Which doctor removes lipomas depends on the size and location of the lipoma. Small, easily accessible lipomas can be removed on an outpatient basis by a dermatologist. A local anesthetic is given and the lipoma is removed with an incision. Larger or deeper lipomas may require surgery under  general anesthesia  . This is usually performed by surgeons.

Aftercare after removal

In most cases, no longer sick leave is necessary after a lipoma removal. However, it is important

  • not to interfere with wound healing
  • to keep the surgical wound clean so that it does not become infected
  • not to put tension on the wound
  • to go to the doctor for regular wound checks

Once the wound has healed, no further checks are necessary. However, lipomas can recur—in the same place or a different place—and require repeat treatment.

Therapy for liposarcoma

Unlike lipoma, treatment for liposarcoma is highly recommended to prevent spread. Therapy consists of surgical removal of the liposarcoma. Here, part of the surrounding healthy tissue is removed in order to remove as many tumor cells as possible. This is followed by radiation therapy, which serves to destroy any remaining liposarcoma cells. In some cases,  chemotherapy is also  useful.

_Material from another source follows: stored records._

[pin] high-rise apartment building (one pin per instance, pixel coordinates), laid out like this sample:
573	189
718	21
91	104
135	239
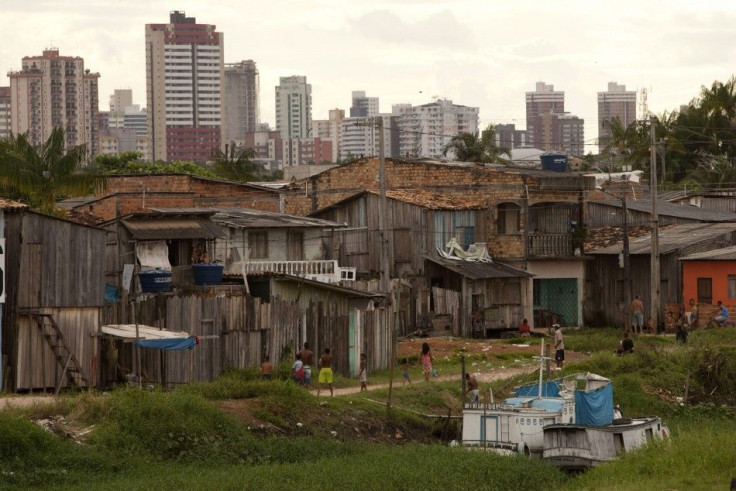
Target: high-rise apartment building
617	102
184	74
55	91
120	99
293	107
363	107
241	92
329	129
293	114
543	100
4	111
425	131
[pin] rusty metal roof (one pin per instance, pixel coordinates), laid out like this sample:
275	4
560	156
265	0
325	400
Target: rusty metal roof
248	218
672	238
172	228
476	270
725	254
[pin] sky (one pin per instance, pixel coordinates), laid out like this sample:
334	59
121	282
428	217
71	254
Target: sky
481	53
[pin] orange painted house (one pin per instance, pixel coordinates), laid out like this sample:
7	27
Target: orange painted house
710	276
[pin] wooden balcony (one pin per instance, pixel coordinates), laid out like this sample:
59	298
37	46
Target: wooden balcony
550	245
326	271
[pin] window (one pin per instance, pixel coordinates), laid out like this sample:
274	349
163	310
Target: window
705	290
258	245
295	245
508	218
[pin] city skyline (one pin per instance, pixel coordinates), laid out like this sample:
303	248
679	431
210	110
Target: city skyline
410	51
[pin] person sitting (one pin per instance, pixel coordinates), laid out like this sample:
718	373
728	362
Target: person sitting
722	315
693	320
681	335
525	329
626	345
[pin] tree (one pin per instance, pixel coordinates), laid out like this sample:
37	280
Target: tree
237	164
468	147
44	174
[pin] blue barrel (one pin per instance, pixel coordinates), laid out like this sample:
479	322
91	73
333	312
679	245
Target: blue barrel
155	280
554	161
207	273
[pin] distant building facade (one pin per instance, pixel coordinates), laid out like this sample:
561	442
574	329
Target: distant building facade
617	102
55	91
4	111
424	131
184	74
241	95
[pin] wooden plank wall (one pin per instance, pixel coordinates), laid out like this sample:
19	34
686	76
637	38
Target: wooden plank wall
36	367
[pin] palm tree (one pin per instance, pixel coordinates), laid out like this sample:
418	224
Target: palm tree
45	173
237	164
468	147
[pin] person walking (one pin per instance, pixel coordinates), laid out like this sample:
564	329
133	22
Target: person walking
363	372
405	371
559	348
637	315
325	371
307	359
426	358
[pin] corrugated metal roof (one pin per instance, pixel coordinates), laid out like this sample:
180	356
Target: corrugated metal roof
672	238
172	228
247	218
476	270
9	204
725	254
672	210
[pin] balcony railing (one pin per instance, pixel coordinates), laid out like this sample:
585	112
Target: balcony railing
550	245
322	270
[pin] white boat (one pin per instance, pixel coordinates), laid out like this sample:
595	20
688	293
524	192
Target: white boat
516	424
577	447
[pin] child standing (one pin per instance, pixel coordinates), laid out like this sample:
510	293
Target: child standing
363	373
405	371
266	369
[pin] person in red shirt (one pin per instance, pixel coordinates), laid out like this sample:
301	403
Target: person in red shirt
525	329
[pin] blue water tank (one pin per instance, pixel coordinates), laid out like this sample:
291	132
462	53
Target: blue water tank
554	161
207	273
155	280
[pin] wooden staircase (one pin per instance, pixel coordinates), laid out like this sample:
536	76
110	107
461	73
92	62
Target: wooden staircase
72	369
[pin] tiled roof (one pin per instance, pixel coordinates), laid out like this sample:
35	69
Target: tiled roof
725	254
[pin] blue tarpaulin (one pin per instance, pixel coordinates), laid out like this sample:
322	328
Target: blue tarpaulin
171	344
594	408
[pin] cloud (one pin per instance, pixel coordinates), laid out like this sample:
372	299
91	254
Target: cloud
441	29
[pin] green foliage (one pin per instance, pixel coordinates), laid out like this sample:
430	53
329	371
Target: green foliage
46	173
468	147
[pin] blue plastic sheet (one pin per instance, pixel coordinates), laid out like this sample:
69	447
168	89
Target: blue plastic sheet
594	408
170	344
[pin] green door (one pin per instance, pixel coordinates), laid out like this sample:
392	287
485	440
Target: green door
556	296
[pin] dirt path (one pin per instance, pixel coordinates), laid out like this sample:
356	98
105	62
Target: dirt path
496	374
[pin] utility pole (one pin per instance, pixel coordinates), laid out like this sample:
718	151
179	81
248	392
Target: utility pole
654	280
627	265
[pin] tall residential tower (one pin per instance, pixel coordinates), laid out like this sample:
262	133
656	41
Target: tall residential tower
55	91
184	74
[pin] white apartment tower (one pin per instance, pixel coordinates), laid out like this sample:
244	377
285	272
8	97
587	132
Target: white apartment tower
241	93
293	107
617	102
184	74
425	130
363	107
55	91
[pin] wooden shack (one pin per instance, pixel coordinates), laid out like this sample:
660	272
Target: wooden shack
604	288
55	283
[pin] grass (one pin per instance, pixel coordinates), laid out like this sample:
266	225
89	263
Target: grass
144	440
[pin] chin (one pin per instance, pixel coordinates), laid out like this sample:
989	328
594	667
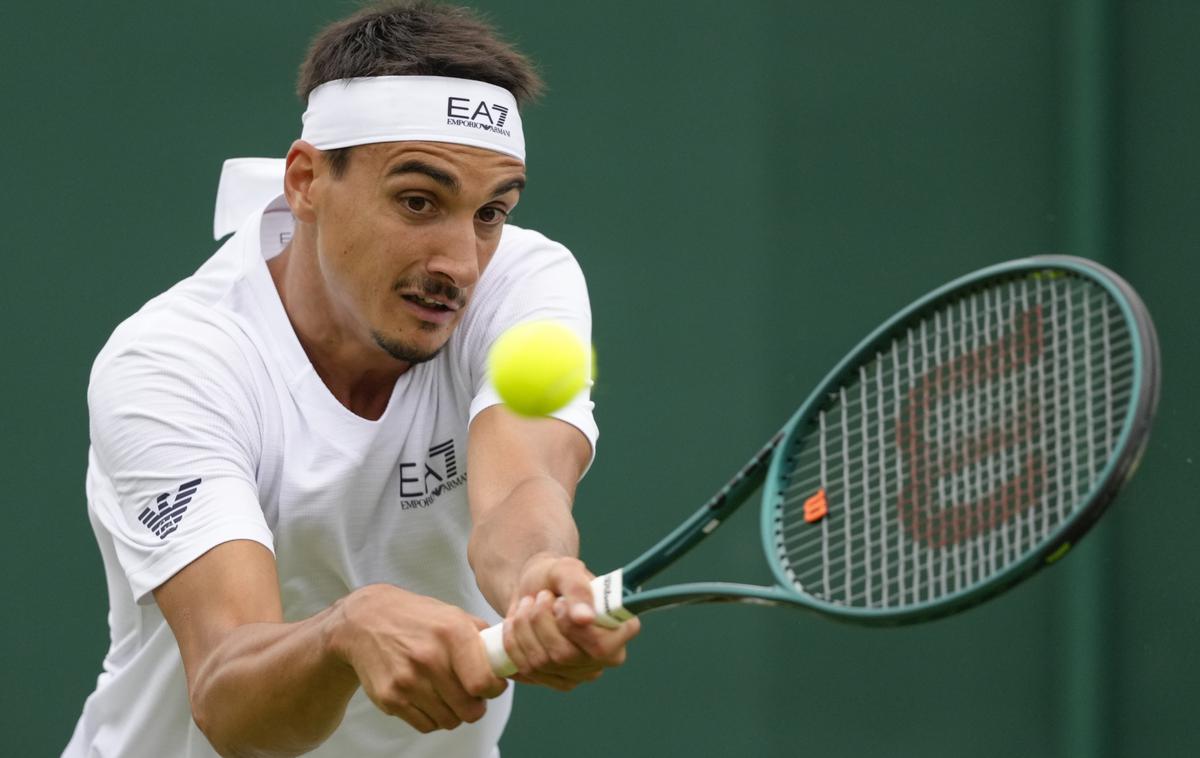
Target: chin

Once this so-called primary therapy has been completed, regular follow-up checks must be carried out in order to quickly detect a recurrence (recurrence) of the liposarcoma.

Prognosis: Is a liposarcoma curable?

In principle, a liposarcoma can be cured if it is detected and treated in good time. Unfortunately, however, these sarcomas are often only diagnosed at a late stage. They are then already very large or have formed metastases, often in the lungs. Then liposarcoma can be fatal.

Nevertheless, the chance of survival with liposarcoma is significantly better than with other soft tissue sarcomas, so that over 70 to 90 percent of people with liposarcoma survive more than 5 to 10 years after diagnosis. 1  However, survival varies widely by subtype of liposarcoma.